Other benefits to screening include the reduction in costs associated with treatment. Treatment for individuals diagnosed at an earlier stage is less invasive and costly, which might reduce patient anxiety and improve prognosis 21 . From the patient’s perspective, breast-conservation surgery instead of mastectomy, a decreased need for chemotherapy, and less time off work are all huge benefits associated with earlier detection. A decreased likelihood of axillary lymph node metastases with screening can also result in fewer axillary lymph node dissections and reduced risk of lymphedema. A study from 1996 demonstrated that the cumulative costs of treatment for late-stage bc a were US$50,000 to US$60,000 per patient, compared with US$18,000 to US$25,000 for treating early-stage bc a 22 . Montero and colleagues 23 estimated the costs of treating metastatic bc a to be much higher at US$250,000, likely because of increased drug-related costs 20 years later and the increased costs of the medical delivery system. A Canadian study showed that the average undiscounted lifetime cost per case of treating women diagnosed with bc a varied by stage, from $36,340 for stage iv or metastatic disease to $23,275 for stage i disease 24 .

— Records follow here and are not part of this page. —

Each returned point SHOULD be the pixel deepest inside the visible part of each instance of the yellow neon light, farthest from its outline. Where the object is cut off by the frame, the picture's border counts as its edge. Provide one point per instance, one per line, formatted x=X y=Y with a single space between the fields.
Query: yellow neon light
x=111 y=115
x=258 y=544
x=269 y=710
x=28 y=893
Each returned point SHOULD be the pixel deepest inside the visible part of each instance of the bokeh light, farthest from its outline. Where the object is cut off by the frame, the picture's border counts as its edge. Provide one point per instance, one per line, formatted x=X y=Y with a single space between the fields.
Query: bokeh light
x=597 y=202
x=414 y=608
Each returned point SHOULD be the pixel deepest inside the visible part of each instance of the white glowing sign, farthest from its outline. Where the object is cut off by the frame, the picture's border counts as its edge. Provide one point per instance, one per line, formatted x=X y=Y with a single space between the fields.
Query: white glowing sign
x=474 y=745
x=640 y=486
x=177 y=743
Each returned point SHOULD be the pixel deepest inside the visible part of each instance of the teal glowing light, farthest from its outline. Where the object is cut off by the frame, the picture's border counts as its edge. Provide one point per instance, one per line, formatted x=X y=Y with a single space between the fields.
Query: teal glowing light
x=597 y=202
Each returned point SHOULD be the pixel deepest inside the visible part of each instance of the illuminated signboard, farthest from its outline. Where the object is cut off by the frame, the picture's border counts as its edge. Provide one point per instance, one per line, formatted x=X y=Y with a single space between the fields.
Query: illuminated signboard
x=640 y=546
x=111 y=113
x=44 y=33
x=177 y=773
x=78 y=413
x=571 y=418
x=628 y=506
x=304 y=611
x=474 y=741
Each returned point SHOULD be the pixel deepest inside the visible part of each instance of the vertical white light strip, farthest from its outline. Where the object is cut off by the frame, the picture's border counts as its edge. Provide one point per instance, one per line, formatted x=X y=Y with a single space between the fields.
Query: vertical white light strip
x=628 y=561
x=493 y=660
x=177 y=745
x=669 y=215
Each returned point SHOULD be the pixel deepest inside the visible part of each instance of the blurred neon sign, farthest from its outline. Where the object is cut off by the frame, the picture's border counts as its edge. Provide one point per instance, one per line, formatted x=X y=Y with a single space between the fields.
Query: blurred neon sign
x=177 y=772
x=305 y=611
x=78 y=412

Guidelines for Screening to Maximize Benefit

Most national screening guidelines suggest that there is value in mammography screening for women in their 40s 10 , 15 , 17 , 18 . An informed, personal choice for women in their early 40s is widely supported by the U.S. Preventive Services Task Force, the acs , and the Canadian Task Force on Preventive Health Care 25 , 26 . Several other North American medical societies recommend screening for women starting at age 40 ( Table i ). The acs recommends annual screening for women 45–54 years of age; women 55 years of age and older should then transition to biennial screening 10 . Because the bc a growth rate is faster in premenopausal women, the optimal recommended screening interval for those women is annual 27 . In postmenopausal women, although the maximal benefit is achieved with annual screening, the incremental benefit of that approach compared with biennial screening is less marked, and in the relevant age group, most programs recommend biennial screening for maximal cost-effectiveness 28 .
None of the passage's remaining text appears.